« Nous arrivons donc désormais à la fin… Nous remercions tous les auditeurs et toutes les personnes qui nous ont soutenus. Açik Radyo restera ouverte à toutes les voix, à toutes les couleurs et à tous les frémissements de l’univers », concluait Ömer Madra, 79 ans, au micro d’Açik Radyo (« radio ouverte » ou « libre »), mercredi 16 octobre. C’est avec émotion que le fondateur de la station a achevé sa dernière émission, après vingt-neuf années d’antenne, en direct des modestes studios installés dans une impasse du quartier de Tophane, à Beyoglu, au cœur d’Istanbul.
L’équipe de cette station indépendante, dont la ligne éditoriale engagée, progressiste et multiculturelle en faisait une vitrine du melting-pot stambouliote, avait été sanctionnée, le 22 mai, d’une amende et d’une interdiction d’émettre de cinq jours par le Conseil supérieur de la radio-télévision turc (RTÜK). L’équipe d’Açik Radyo était, depuis, dans l’attente des dates de suspension d’antenne. Or, ces précisions n’ont pu être reçues à cause d’un « problème technique » du système de messagerie de la RTÜK, précise l’équipe de la radio dans un communiqué. Faute d’application effective des cinq jours de suspension d’antenne, le RTÜK a estimé que la radio avait commis une infraction supplémentaire à ses directives, justifiant ainsi l’annulation de la licence de diffusion de la station, qui émettait depuis 1995.
La sanction faisait suite à une matinale diffusée le 24 avril, date anniversaire du début de la déportation massive des Arméniens de 1915 sous l’Empire ottoman. « Cette année marque le 109e anniversaire des déportations et des massacres, qualifiés par certains de “génocide”, qui se sont déroulés en terres ottomanes.
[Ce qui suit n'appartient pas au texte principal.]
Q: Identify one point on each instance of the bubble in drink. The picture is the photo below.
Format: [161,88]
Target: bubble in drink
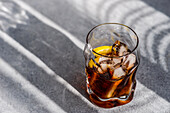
[112,78]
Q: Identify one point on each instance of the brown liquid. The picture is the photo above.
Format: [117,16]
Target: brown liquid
[106,88]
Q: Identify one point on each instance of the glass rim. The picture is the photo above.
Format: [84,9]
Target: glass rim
[137,38]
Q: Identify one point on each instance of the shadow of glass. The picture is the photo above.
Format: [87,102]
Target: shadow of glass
[44,82]
[161,5]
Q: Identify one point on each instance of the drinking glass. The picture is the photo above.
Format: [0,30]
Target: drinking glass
[111,61]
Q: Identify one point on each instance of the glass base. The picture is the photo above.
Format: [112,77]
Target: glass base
[111,102]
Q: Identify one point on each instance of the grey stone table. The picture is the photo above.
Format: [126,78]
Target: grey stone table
[41,59]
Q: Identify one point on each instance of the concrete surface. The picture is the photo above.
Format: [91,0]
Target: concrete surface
[41,57]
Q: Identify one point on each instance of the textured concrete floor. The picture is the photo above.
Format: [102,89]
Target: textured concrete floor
[41,57]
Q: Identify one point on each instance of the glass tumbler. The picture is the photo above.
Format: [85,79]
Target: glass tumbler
[111,61]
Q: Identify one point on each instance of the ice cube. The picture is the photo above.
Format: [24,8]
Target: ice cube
[122,50]
[104,59]
[118,72]
[129,61]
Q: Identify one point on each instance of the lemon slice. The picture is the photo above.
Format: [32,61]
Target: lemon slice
[103,50]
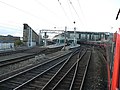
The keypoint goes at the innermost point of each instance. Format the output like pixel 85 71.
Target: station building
pixel 30 37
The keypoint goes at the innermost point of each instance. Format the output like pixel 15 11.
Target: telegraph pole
pixel 65 37
pixel 74 34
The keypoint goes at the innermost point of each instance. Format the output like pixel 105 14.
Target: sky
pixel 88 15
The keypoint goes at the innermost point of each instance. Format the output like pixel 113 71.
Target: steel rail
pixel 23 84
pixel 54 59
pixel 86 69
pixel 75 64
pixel 44 88
pixel 19 59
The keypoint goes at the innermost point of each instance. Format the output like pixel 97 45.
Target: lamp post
pixel 74 34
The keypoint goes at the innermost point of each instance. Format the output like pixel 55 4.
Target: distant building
pixel 81 36
pixel 30 37
pixel 7 42
pixel 8 39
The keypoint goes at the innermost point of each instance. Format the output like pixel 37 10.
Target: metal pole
pixel 45 40
pixel 65 37
pixel 31 38
pixel 74 36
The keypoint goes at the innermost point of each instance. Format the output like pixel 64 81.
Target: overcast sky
pixel 89 15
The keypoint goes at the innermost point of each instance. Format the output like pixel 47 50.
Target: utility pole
pixel 65 37
pixel 74 34
pixel 31 37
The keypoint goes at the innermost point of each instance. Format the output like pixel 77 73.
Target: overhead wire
pixel 28 13
pixel 82 12
pixel 63 10
pixel 75 11
pixel 37 1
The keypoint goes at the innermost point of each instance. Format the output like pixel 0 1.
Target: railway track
pixel 72 78
pixel 63 73
pixel 16 81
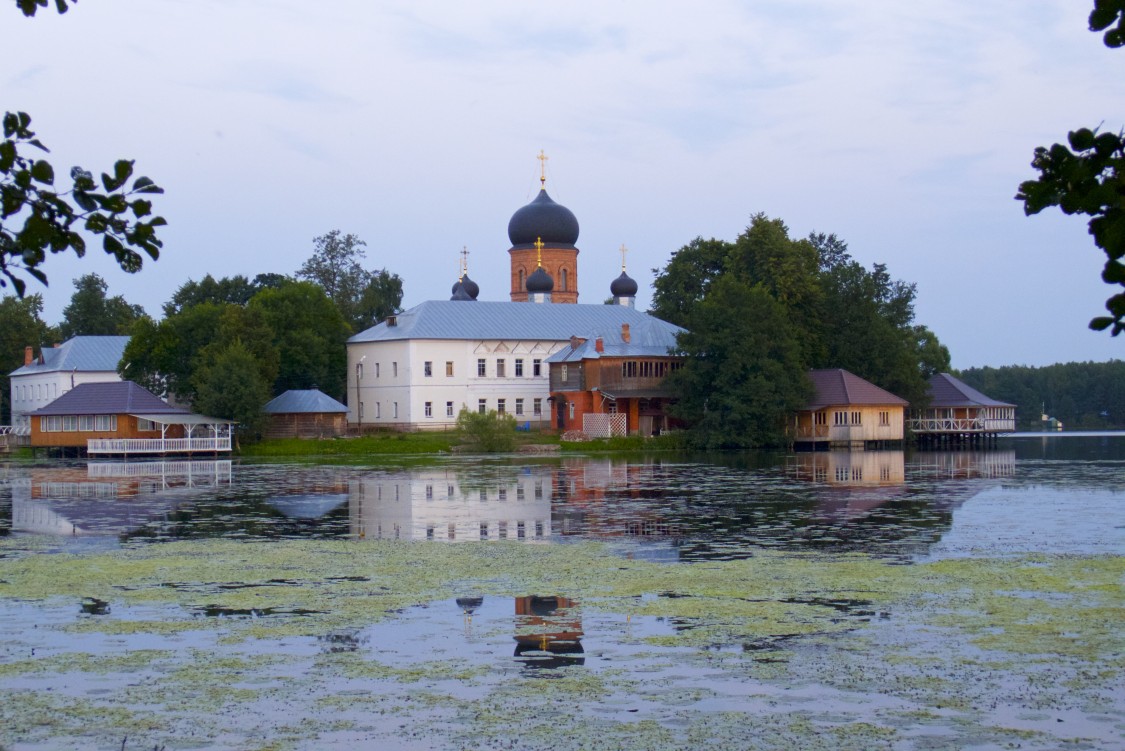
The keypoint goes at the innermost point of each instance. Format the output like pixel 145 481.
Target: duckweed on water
pixel 883 648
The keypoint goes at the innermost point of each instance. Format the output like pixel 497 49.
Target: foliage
pixel 20 326
pixel 1088 178
pixel 35 218
pixel 231 386
pixel 90 313
pixel 1081 395
pixel 362 297
pixel 743 373
pixel 486 432
pixel 309 335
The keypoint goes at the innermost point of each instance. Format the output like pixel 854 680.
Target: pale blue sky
pixel 905 128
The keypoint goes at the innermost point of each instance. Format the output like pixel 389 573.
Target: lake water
pixel 839 599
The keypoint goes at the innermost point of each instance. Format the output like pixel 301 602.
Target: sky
pixel 902 127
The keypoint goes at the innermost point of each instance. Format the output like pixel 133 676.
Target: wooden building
pixel 848 412
pixel 305 414
pixel 124 418
pixel 959 414
pixel 613 383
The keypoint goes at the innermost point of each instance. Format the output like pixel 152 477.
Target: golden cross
pixel 542 168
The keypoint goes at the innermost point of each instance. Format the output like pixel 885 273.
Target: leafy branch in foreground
pixel 35 218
Comme vous le savez, la commémoration du génocide arménien a également été interdite cette année », avait expliqué à l’antenne Cengiz Aktar, intellectuel connu pour ses prises de position sur la question.
Liberté d’expression réduite à peau de chagrin
Le RTÜK avait estimé que l’usage des termes « génocide arménien » était une « incitation à la haine », en référence à l’article 216 du code pénal turc. Bien que l’atmosphère politique ait permis de relancer les débats universitaires sur la nature des événements de 1915 au début des années 2010, les espaces où s’exerce la liberté d’expression ont été réduits à peau de chagrin avec la montée de l’autoritarisme qui a suivi la tentative de coup d’Etat du 15 juillet 2016.
« La question de l’interprétation des événements de 1915 et la qualification de “génocide” a toujours fait l’objet de polémique en Turquie, mais depuis la mort de Hrant Dink [journaliste turc d’origine arménienne assassiné en 2007], cela faisait partie des débats et cela rentre dans le cadre de la liberté d’expression », rappelle Ilksen Mavituna, 38 ans, coordinateur de programme à Açik Radyo et membre de l’équipe depuis vingt ans.